Ke Alice Ban, Nallani Srikanth C, Zhao Ping, Rostami-Hodjegan Amin, Unadkat Jashvant D
Department of Pharmaceutics, University of Washington, Seattle, WA, USA; Office of Clinical Pharmacology, Office of Translational Sciences, Center for Drug Evaluation and Research, Food and Drug Administration, Silver Spring, MD, USA.
Br J Clin Pharmacol. 2014 Mar;77(3):554-70. doi: 10.1111/bcp.12207.
Conducting PK studies in pregnant women is challenging. Therefore, we asked if a physiologically-based pharmacokinetic (PBPK) model could be used to predict the disposition in pregnant women of drugs cleared by multiple CYP enzymes.
We expanded and verified our previously published pregnancy PBPK model by incorporating hepatic CYP2B6 induction (based on in vitro data), CYP2C9 induction (based on phenytoin PK) and CYP2C19 suppression (based on proguanil PK), into the model. This model accounted for gestational age-dependent changes in maternal physiology and hepatic CYP3A, CYP1A2 and CYP2D6 activity. For verification, the pregnancy-related changes in the disposition of methadone (cleared by CYP2B6, 3A and 2C19) and glyburide (cleared by CYP3A, 2C9 and 2C19) were predicted.
Predicted mean post-partum to second trimester (PP : T2 ) ratios of methadone AUC, Cmax and Cmin were 1.9, 1.7 and 2.0, vs. observed values 2.0, 2.0 and 2.6, respectively. Predicted mean post-partum to third trimester (PP : T3 ) ratios of methadone AUC, Cmax and Cmin were 2.1, 2.0 and 2.4, vs. observed values 1.7, 1.7 and 1.8, respectively. Predicted PP : T3 ratios of glyburide AUC, Cmax and Cmin were 2.6, 2.2 and 7.0 vs. observed values 2.1, 2.2 and 3.2, respectively.
Our PBPK model integrating prior physiological knowledge, in vitro and in vivo data, allowed successful prediction of methadone and glyburide disposition during pregnancy.
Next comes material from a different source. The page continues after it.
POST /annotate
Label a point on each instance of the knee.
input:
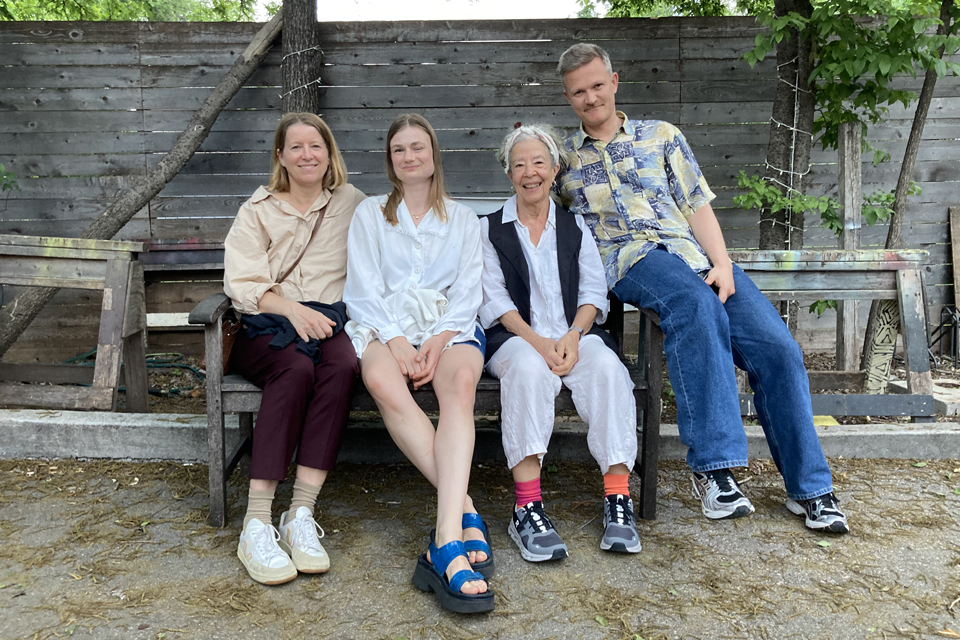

We propose this expanded PBPK model can be used to evaluate different dosing scenarios, during pregnancy, of drugs cleared by single or multiple CYP enzymes.
在孕妇中开展药代动力学(PK)研究具有挑战性。因此,我们探讨了基于生理学的药代动力学(PBPK)模型是否可用于预测经多种细胞色素P450(CYP)酶清除的药物在孕妇体内的处置情况。
我们通过将肝脏CYP2B6诱导(基于体外数据)、CYP2C9诱导(基于苯妥英PK)和CYP2C19抑制(基于氯胍PK)纳入模型,对我们之前发表的妊娠PBPK模型进行了扩展和验证。该模型考虑了孕龄相关的母体生理学变化以及肝脏CYP3A、CYP1A2和CYP2D6活性。为进行验证,预测了美沙酮(经CYP2B6、3A和2C19清除)和格列本脲(经CYP3A、2C9和2C19清除)处置过程中与妊娠相关的变化。
预测的美沙酮曲线下面积(AUC)、最大血药浓度(Cmax)和最小血药浓度(Cmin)产后至孕中期(PP∶T2)比值分别为1.9、1.7和2.0,而观察值分别为2.0、2.0和2.6。预测的美沙酮AUC、Cmax和Cmin产后至孕晚期(PP∶T3)比值分别为2.1、2.0和2.4,而观察值分别为1.7、1.7和1.8。预测的格列本脲AUC、Cmax和Cmin的PP∶T3比值分别为2.6、2.2和7.0,而观察值分别为2.1、2.2和3.2。
我们整合了先前生理学知识、体外和体内数据的PBPK模型成功预测了妊娠期间美沙酮和格列本脲的处置情况。我们建议,这个扩展的PBPK模型可用于评估孕期经单一或多种CYP酶清除的药物的不同给药方案。